Abstract
A great deal of face recognition research is concerned with finding a robust method for identifying facial features and uncovering a plausible encoding scheme. We develop and test a representational scheme based on the idea of facial feature segmentation. Region-based segmentation (Fowlkes, Martin and Malik, 2003) is used to parse human faces into features, i.e., parts, at any given level of detail. The segmentation algorithm tested closely mimics human generated segmentations for front-view adult Caucasian faces. The validity of this scheme is further evaluated by using the surface properties, luminance and chrominance, of the facial features thus identified to predict facial gender.
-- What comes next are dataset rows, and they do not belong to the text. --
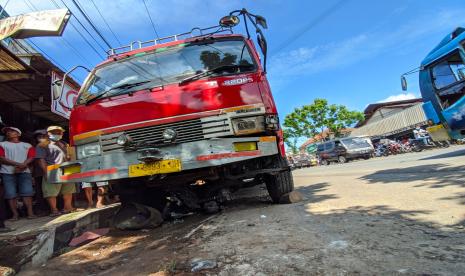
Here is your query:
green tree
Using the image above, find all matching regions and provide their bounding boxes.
[283,128,299,154]
[284,99,364,138]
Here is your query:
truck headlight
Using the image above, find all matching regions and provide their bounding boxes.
[232,116,265,135]
[76,142,101,159]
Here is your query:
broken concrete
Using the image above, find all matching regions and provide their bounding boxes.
[0,204,119,271]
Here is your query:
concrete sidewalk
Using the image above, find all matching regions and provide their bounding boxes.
[0,203,119,271]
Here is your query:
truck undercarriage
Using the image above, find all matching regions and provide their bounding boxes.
[110,155,294,219]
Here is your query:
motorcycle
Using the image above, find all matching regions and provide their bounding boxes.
[410,136,450,152]
[375,144,389,157]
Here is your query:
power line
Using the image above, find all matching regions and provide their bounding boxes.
[24,0,91,64]
[28,39,67,72]
[24,0,39,11]
[60,0,107,52]
[142,0,160,39]
[50,0,104,59]
[273,0,349,54]
[91,0,122,46]
[71,0,113,49]
[0,0,10,16]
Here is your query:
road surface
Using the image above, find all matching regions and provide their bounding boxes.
[22,146,465,276]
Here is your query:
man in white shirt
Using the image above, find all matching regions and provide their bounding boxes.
[0,127,35,220]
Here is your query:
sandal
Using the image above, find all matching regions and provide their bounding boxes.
[61,209,76,215]
[0,227,16,233]
[49,212,61,218]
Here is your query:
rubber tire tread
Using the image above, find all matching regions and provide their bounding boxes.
[265,157,294,203]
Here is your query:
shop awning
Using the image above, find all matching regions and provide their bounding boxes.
[0,44,33,82]
[0,44,79,125]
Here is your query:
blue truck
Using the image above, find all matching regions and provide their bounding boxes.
[401,27,465,139]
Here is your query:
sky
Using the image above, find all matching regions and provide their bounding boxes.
[0,0,465,122]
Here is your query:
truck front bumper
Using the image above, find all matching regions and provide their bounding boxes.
[47,136,279,183]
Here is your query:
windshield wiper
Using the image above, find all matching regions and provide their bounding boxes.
[179,64,255,86]
[86,80,151,104]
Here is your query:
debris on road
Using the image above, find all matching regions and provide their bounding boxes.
[0,266,16,276]
[114,202,163,230]
[279,191,304,204]
[328,240,349,250]
[191,259,216,272]
[69,228,110,247]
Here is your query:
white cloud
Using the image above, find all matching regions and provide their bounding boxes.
[378,93,418,103]
[269,10,465,78]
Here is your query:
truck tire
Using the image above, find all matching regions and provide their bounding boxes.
[264,159,294,203]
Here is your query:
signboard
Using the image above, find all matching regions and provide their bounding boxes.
[0,9,70,40]
[51,71,79,119]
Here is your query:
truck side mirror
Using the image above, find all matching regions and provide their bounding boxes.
[52,80,63,100]
[400,76,407,91]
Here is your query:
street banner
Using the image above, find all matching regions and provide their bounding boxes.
[0,9,71,40]
[51,71,79,119]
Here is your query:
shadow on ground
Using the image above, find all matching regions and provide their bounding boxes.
[296,182,338,203]
[22,201,465,276]
[420,149,465,160]
[360,164,465,188]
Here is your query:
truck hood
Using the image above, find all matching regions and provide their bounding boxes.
[70,73,263,137]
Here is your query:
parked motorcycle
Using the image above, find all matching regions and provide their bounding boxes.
[375,143,389,157]
[410,136,450,152]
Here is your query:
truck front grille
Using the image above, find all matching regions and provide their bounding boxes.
[100,116,232,153]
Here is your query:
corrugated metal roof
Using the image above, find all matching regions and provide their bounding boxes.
[350,104,428,137]
[0,45,28,73]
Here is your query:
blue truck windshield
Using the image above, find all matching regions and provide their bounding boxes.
[432,52,465,89]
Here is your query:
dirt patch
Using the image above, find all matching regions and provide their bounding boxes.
[16,197,465,275]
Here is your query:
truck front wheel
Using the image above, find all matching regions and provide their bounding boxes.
[265,158,294,203]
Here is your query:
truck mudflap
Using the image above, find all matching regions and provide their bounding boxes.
[47,136,279,183]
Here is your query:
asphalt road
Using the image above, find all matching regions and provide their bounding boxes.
[293,146,465,226]
[22,146,465,276]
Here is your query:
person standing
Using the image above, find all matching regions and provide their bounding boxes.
[0,127,35,220]
[82,181,108,209]
[36,126,76,216]
[32,129,49,216]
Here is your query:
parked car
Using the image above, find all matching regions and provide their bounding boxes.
[287,154,318,169]
[317,137,374,165]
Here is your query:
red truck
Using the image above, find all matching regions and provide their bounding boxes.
[48,9,294,213]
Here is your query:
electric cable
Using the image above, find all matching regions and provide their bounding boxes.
[142,0,160,39]
[50,0,105,59]
[24,0,92,64]
[60,0,107,53]
[71,0,113,49]
[91,0,122,46]
[0,0,10,16]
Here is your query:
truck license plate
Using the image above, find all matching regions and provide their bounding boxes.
[129,159,181,177]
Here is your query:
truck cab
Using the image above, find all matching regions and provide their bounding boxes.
[48,10,293,211]
[402,28,465,139]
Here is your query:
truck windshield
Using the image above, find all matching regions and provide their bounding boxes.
[432,52,465,89]
[341,138,371,149]
[77,40,256,104]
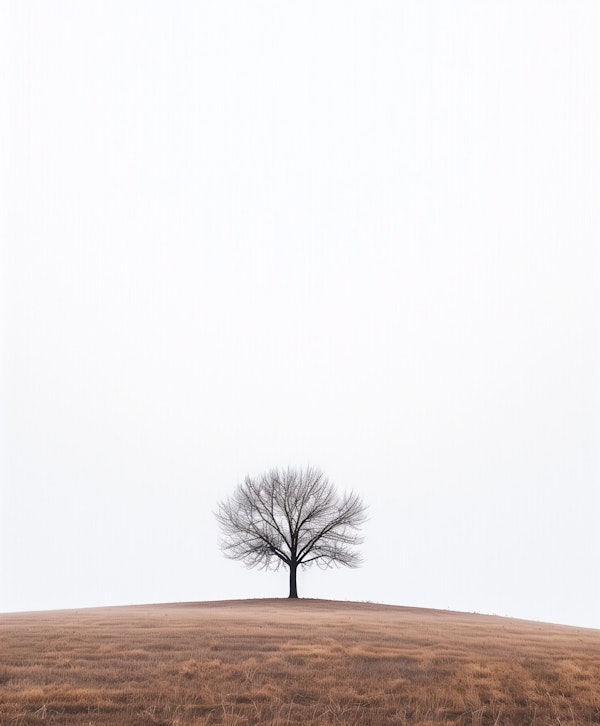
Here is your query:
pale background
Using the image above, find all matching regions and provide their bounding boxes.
[0,0,600,627]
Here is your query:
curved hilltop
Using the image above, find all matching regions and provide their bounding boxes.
[0,599,600,726]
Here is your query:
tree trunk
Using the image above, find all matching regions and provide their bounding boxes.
[288,562,298,597]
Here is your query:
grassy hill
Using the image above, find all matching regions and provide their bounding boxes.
[0,600,600,726]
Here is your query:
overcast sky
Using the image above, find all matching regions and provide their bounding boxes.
[0,0,600,627]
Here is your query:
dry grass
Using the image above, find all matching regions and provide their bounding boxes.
[0,600,600,726]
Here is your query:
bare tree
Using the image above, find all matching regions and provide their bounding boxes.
[215,467,366,598]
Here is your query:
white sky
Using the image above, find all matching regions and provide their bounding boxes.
[0,0,600,627]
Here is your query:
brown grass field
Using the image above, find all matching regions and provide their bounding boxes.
[0,599,600,726]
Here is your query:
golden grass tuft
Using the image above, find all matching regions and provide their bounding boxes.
[0,600,600,726]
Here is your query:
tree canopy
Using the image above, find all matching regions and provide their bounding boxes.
[215,467,366,598]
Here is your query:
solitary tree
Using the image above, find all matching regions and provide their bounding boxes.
[215,467,366,598]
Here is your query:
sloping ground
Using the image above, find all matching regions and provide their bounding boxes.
[0,600,600,726]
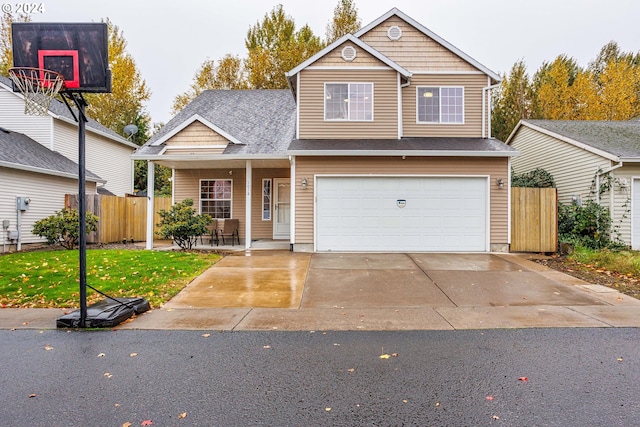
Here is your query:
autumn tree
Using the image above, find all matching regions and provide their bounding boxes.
[245,5,324,89]
[326,0,361,44]
[172,54,248,114]
[0,13,31,77]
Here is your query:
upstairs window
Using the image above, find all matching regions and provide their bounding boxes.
[200,179,233,219]
[324,83,373,121]
[417,87,464,124]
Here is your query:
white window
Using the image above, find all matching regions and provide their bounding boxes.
[417,87,464,124]
[262,179,271,221]
[324,83,373,121]
[200,179,233,219]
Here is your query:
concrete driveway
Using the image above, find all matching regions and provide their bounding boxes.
[119,251,640,330]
Both automatic gender discrimination and our ability to account for human gender discrimination are superior when we consider the properties of multiple facial features compared to average face properties, e.g. mean face luminance (Tarr et al., 2001). The representational scheme is thus relevant to the study of higher-level aspects of face processing, e.g., the involvement of surface properties in face categorization. In particular, automatic segmentation of faces offers a model of how face representations are constructed as well as a means to investigate some lower-level aspects of face processing, e.g., the role of color in face segmentation. In sum, region-based models show significant advantages in automatic face processing, as well as psychological plausibility in accounting for human face processing.
Funded by the Perceptual Expertise Network (#15573-S6), a collaborative award from James S. McDonnell Foundation, and NSF award #BCS-0094491.